A cristalografia de raios-X (que usa a difração por raio-X para determinar a estrutura dos cristais ou moléculas) é a técnica mais utilizada para conhecer a estrutura das proteínas, mas não funciona bem com moléculas muito grandes ou com moléculas da membrana celular — que era o caso da proteína em estudo. A criomicroscopia eletrónica, cujo desenvolvimento valeu o prémio Nobel da Química 2017, serve muito melhor este propósito. No fundo é como congelar a bactéria e as respetivas estruturas e tirar-lhes fotografias em 3D.

Agora Manuela Pereira quer “passar da fotografia ao filme”, ou seja, agora que já conhece a proteína quer ver como ela funciona. Isto pode ser feito tirando fotografias de criomicroscopia eletrónica em vários momentos do processo ou usando técnicas de microscopia com marcadores fluorescentes que permitem seguir os acontecimentos “iluminados”.
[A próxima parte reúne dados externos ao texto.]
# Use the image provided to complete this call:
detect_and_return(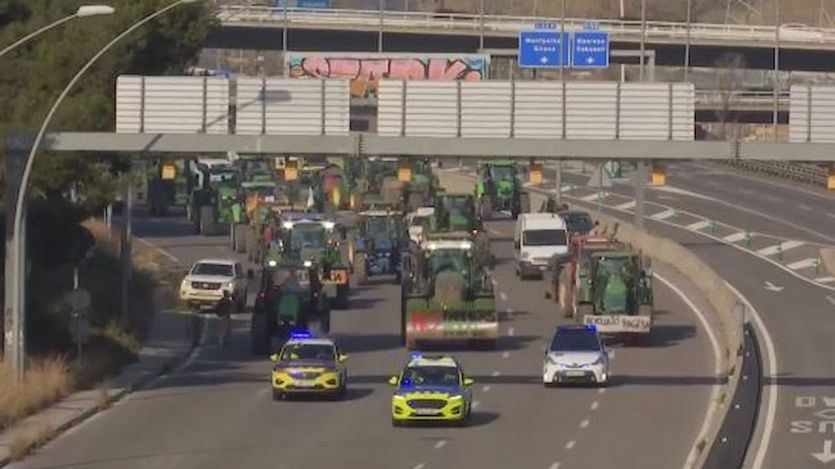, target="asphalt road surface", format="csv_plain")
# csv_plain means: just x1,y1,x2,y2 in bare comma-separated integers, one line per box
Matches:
12,206,716,469
546,163,835,469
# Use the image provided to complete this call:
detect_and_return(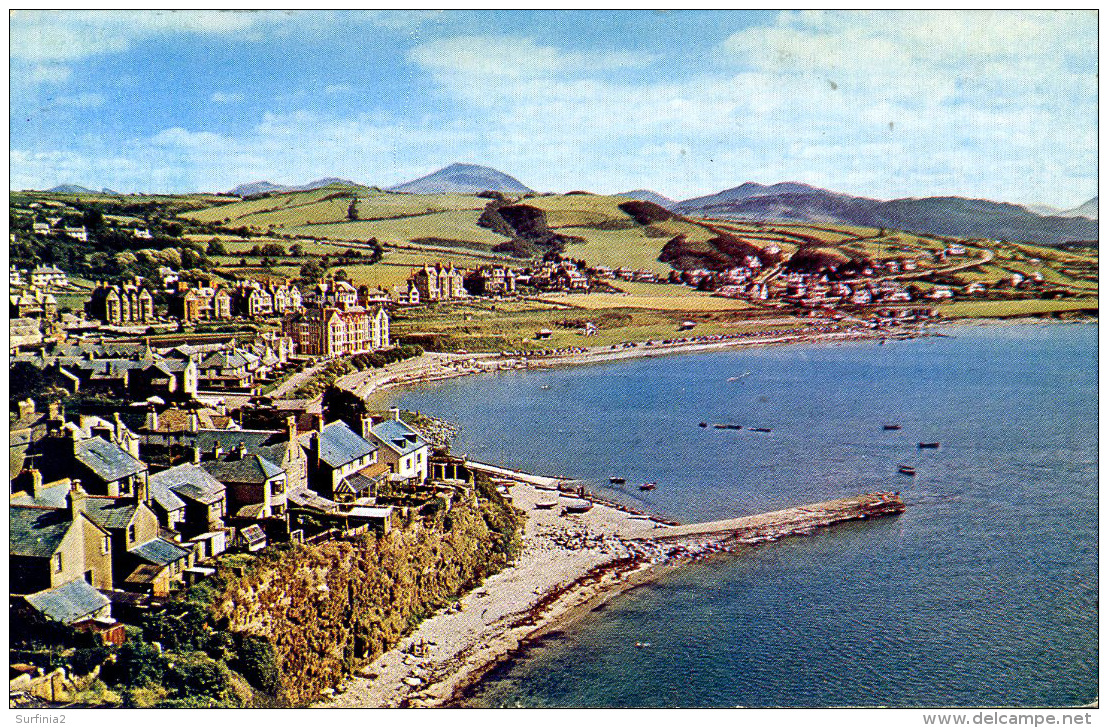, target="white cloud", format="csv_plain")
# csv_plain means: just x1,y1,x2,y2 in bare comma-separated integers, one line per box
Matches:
24,63,73,83
211,91,246,104
409,35,653,78
9,10,277,63
52,93,104,109
410,12,1097,202
362,10,447,31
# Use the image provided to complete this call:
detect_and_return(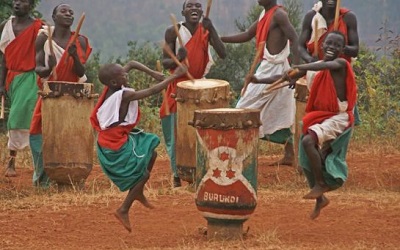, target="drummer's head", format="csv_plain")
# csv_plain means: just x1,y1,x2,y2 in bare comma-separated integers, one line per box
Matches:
182,0,203,23
98,63,128,89
52,3,74,27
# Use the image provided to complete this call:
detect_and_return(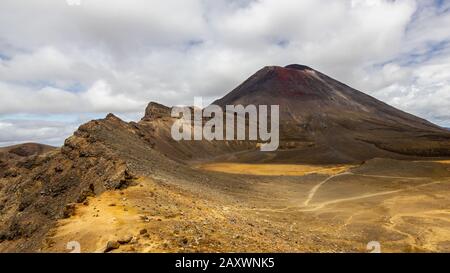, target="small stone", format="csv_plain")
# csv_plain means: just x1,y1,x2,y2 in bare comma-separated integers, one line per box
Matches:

E para que serve tudo isto? “Bem, isto é investigação fundamental”, responde Manuela Pereira. Ou seja, é conhecer o funcionamento dos organismos e das suas estruturas ao pormenor. Não é um conhecimento que tenha aplicação imediata, mas conhecer melhor como é que funcionam as proteínas a temperaturas muito altas pode ter uma aplicação na indústria, por exemplo, diz a investigadora. Por outro lado, quanto mais se conhecer sobre a diversidade e adaptações das bactérias, mais vamos saber sobre as bactérias que vivem no nosso organismo e sobre as que nos causam doenças.